Çokuluslu sigara şirketlerinin kirli taktikleri konusunda gençleri bilinçlendirmek ve onlardaki enerji ve başkaldırıyı çok uluslu sigara şirketlerine karşı yöneltmek etkili bir yol. Sigara endüstrisinin gerçek yüzünü deşifre eden kampanyalarımıza devam edeceğiz. Gençlere nasihat eder tarzda değil, gençlerin öncülüğünde kampanyalar yapmanın çok daha etkili olduğunu biliyoruz. Çalışmalarımız da bu prensibe uygun olacak. Bununla birlikte DSÖ yüksek vergilerle sigara fiyatlarını artırmayı çocuk ve gençleri korumada en etkili politika olarak öneriyor. Yüksek vergilendirme için savunuculuk faaliyetlerimiz devam edecek. 18 yaşın altına sigara satış yasağının çok daha sıkı denetlenmesinin ve bu yaş sınırının pek çok gelişmiş ülkede olduğu gibi 21’e çıkarılmasının da olumlu sonuçları olacağını düşünüyorum.
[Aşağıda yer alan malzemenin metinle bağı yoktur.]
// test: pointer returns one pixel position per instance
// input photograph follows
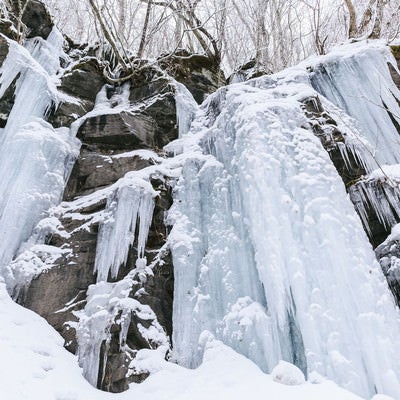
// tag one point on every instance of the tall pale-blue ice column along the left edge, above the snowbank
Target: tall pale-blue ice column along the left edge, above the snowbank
(34, 157)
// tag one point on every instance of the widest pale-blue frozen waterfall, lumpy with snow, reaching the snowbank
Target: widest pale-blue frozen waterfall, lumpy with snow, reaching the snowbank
(269, 254)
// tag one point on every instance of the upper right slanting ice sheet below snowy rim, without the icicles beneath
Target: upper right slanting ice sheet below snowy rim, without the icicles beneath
(359, 83)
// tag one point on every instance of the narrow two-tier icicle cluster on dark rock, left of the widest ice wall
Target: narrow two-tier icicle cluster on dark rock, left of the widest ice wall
(129, 210)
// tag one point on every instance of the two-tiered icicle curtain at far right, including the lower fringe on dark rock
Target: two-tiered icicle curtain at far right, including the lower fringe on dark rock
(362, 86)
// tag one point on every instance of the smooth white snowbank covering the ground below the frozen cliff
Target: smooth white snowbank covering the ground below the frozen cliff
(35, 366)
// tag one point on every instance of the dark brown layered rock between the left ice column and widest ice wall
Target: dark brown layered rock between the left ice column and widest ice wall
(110, 149)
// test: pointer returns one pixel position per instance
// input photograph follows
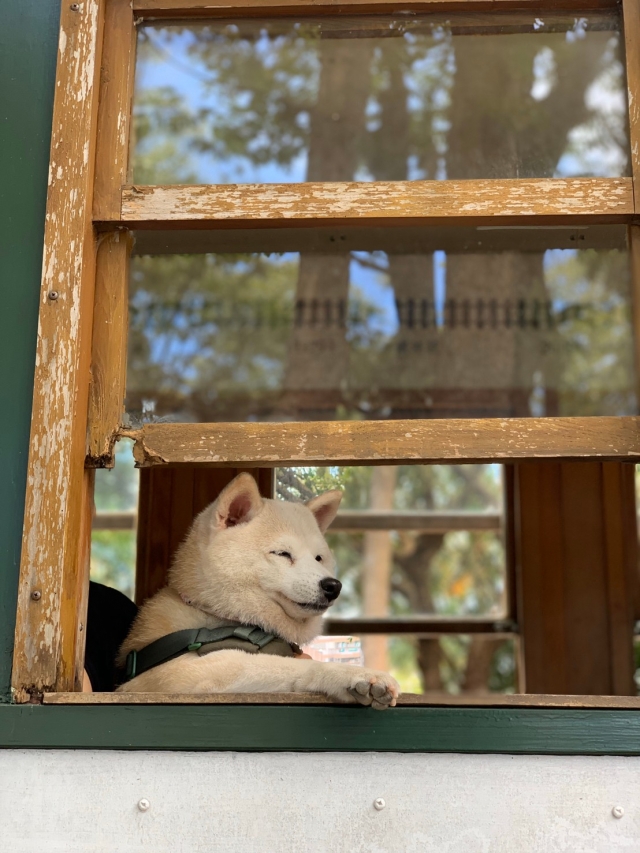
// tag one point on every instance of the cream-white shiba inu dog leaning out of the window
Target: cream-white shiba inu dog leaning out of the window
(250, 561)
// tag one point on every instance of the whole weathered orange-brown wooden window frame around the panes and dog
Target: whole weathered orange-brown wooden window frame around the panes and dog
(80, 365)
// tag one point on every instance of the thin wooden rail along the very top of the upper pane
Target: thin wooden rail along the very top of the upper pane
(151, 9)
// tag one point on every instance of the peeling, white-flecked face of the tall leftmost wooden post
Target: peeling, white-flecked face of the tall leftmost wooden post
(47, 550)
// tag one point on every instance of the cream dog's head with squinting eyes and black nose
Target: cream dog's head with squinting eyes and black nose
(262, 562)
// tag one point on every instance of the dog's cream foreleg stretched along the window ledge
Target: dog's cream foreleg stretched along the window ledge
(238, 672)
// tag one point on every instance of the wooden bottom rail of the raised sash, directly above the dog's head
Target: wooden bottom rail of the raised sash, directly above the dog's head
(385, 442)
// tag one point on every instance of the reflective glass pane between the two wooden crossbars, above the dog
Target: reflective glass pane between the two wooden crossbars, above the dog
(375, 323)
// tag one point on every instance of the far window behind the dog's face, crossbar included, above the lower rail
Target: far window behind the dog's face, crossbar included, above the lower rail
(446, 570)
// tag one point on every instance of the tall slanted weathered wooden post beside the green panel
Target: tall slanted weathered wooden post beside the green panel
(53, 549)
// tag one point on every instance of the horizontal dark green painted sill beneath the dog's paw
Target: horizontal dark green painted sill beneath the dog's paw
(296, 728)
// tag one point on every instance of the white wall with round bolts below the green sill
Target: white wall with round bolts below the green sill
(279, 803)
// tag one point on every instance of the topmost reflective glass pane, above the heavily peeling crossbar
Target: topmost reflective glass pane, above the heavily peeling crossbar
(380, 98)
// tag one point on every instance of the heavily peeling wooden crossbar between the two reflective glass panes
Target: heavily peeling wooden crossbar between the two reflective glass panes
(544, 201)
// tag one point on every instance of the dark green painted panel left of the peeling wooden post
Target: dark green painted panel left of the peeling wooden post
(28, 46)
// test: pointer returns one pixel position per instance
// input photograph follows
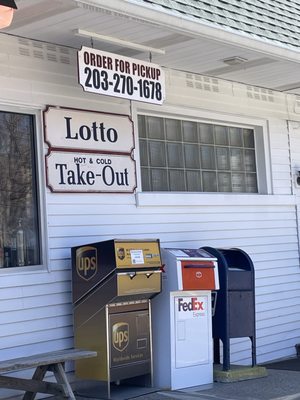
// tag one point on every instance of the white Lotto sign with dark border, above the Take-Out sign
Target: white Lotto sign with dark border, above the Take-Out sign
(87, 130)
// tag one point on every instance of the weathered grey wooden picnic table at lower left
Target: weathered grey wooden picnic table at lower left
(53, 362)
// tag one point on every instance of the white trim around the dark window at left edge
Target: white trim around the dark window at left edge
(41, 192)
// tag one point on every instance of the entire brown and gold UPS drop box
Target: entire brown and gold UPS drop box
(112, 284)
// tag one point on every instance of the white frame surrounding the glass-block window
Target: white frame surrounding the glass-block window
(262, 151)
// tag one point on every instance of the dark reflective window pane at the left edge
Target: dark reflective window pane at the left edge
(19, 225)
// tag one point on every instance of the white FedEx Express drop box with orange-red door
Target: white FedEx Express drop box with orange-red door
(182, 325)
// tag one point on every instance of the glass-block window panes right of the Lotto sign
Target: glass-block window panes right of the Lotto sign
(178, 155)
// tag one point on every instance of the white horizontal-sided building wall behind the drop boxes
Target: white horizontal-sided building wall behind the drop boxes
(36, 310)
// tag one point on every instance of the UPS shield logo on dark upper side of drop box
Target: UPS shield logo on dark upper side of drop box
(86, 262)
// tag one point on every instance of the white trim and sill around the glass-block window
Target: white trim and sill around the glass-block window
(203, 198)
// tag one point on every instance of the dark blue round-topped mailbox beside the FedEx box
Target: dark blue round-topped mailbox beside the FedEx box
(235, 312)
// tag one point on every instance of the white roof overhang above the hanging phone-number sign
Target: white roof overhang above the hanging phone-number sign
(187, 44)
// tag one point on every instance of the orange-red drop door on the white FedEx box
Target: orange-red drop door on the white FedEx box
(198, 275)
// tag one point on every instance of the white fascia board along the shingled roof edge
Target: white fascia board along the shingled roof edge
(135, 10)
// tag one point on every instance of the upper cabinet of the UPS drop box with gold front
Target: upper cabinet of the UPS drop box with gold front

Okullarda farkındalığı arttırmak için çalışmalar yapılıyor mu?
Yeşilay, TBM (Türkiye Bağımlılıkla Mücadele) Eğitim Programı kapsamında okullarda farkındalık ve bilinçlendirme çalışmalarına devam ediyor. Bu programın çok da olumlu geri dönüşleri olduğunu biliyoruz.
M. PERVİN TUBA DURGUT KİMDİR?
1973 Rize doğumlu olan M. Pervin Tuba Durgut, lisans eğitimimi Marmara Üniversitesi Eczacılık Fakültesinde, yüksek lisans eğitimini İndiana Üniversitesinde Halk Sağlığı alanında tamamladı. Bağımlılıklarla mücadele özel ilgi ve çalışma alanlarının başında geliyor. M. Pervin Tuba Durgut, halen İstanbul milletvekili olarak TBMM Sağlık Aile Çalışma ve Sosyal İşler Komisyonu Başkanvekilliği görevini sürdürüyor.